Mateo 18:14
Así, no es la voluntad de vuestro Padre que está en los cielos, que se pierda uno de estos pequeños.
Referencia cruzada
Mateo 18:6 advierte contra hacer tropezar a los pequeños — directamente conectado con la voluntad de Dios de que ninguno de ellos perezca, en el mismo capítulo.
Mateo 18:10 ordena no menospreciar a los pequeños, citando a sus ángeles — reforzando el cuidado de Dios por ellos y su voluntad de que no se pierdan.
Mateo 10:42 promete recompensa por servir a 'estos pequeños' — el mismo grupo vulnerable que Dios quiere salvar en este pasaje.

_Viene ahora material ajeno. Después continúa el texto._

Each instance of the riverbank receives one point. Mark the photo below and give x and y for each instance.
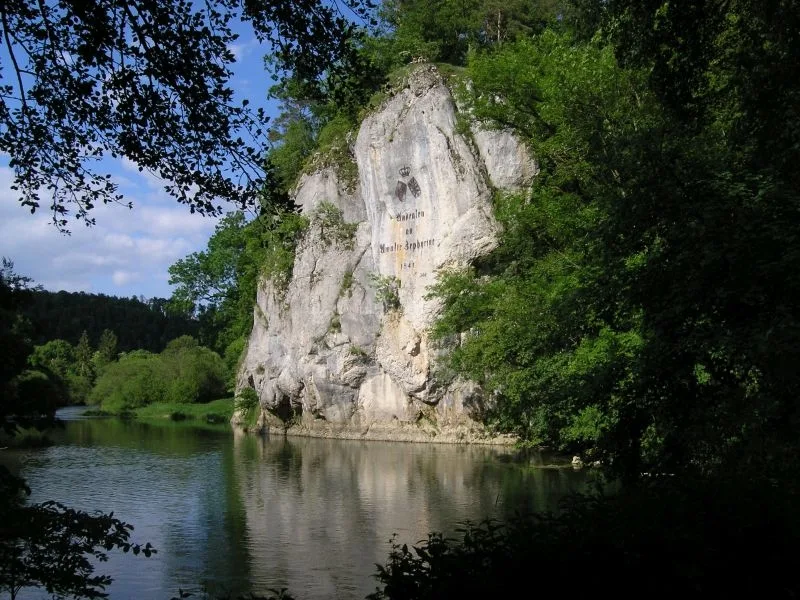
(214, 412)
(421, 431)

Isaías 40:11 retrata a Jehová como pastor que reúne los corderos y los lleva — un paralelo directo al cuidado de los 'pequeños' para que no perezcan.

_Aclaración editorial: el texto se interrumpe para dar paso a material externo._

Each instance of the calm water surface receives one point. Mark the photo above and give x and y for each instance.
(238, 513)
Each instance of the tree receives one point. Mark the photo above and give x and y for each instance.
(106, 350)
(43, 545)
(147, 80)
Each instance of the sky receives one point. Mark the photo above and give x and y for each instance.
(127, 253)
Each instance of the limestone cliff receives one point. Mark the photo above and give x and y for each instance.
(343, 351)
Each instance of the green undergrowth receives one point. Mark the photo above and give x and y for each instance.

Juan 6:39 dice que Jesús no debe perder nada de lo que le fue dado — idéntico a la voluntad del Padre de que ninguno perezca.
Juan 6:40 afirma que la voluntad del Padre es que los creyentes tengan vida eterna — la contraparte positiva de no perecer.
Juan 10:28 promete que los creyentes nunca perecerán — el cumplimiento directo de la voluntad del Padre en Mateo 18:14.
Juan 17:12 muestra a Jesús guardando a los discípulos que le fueron dados, ninguno perdido excepto Judas — ilustrando directamente la voluntad de Dios de que ninguno perezca.
En 1 Corintios 8:11-13, Pablo advierte que hacer tropezar al hermano débil es pecar contra Cristo — la misma preocupación por el débil que perece.
2 Pedro 3:9 dice explícitamente que Dios es paciente, no queriendo que nadie perezca — paralelo directo a la declaración de que el Padre no quiere que ninguno se pierda.
En Lucas 17:2, Jesús advierte contra hacer pecar a los pequeños — vinculado directamente a la voluntad de Dios de que ninguno perezca en Mateo 18:14.
Lucas 9:48 dice que recibir a un niño en el nombre de Jesús es recibir a Dios — paralelo a valorar a los pequeños que Dios no quiere que perezcan.
Juan 21:15 Jesús ordena a Pedro: 'Apacienta mis corderos' — haciendo eco del cuidado por los pequeños, implicando que deben ser nutridos, no perdidos.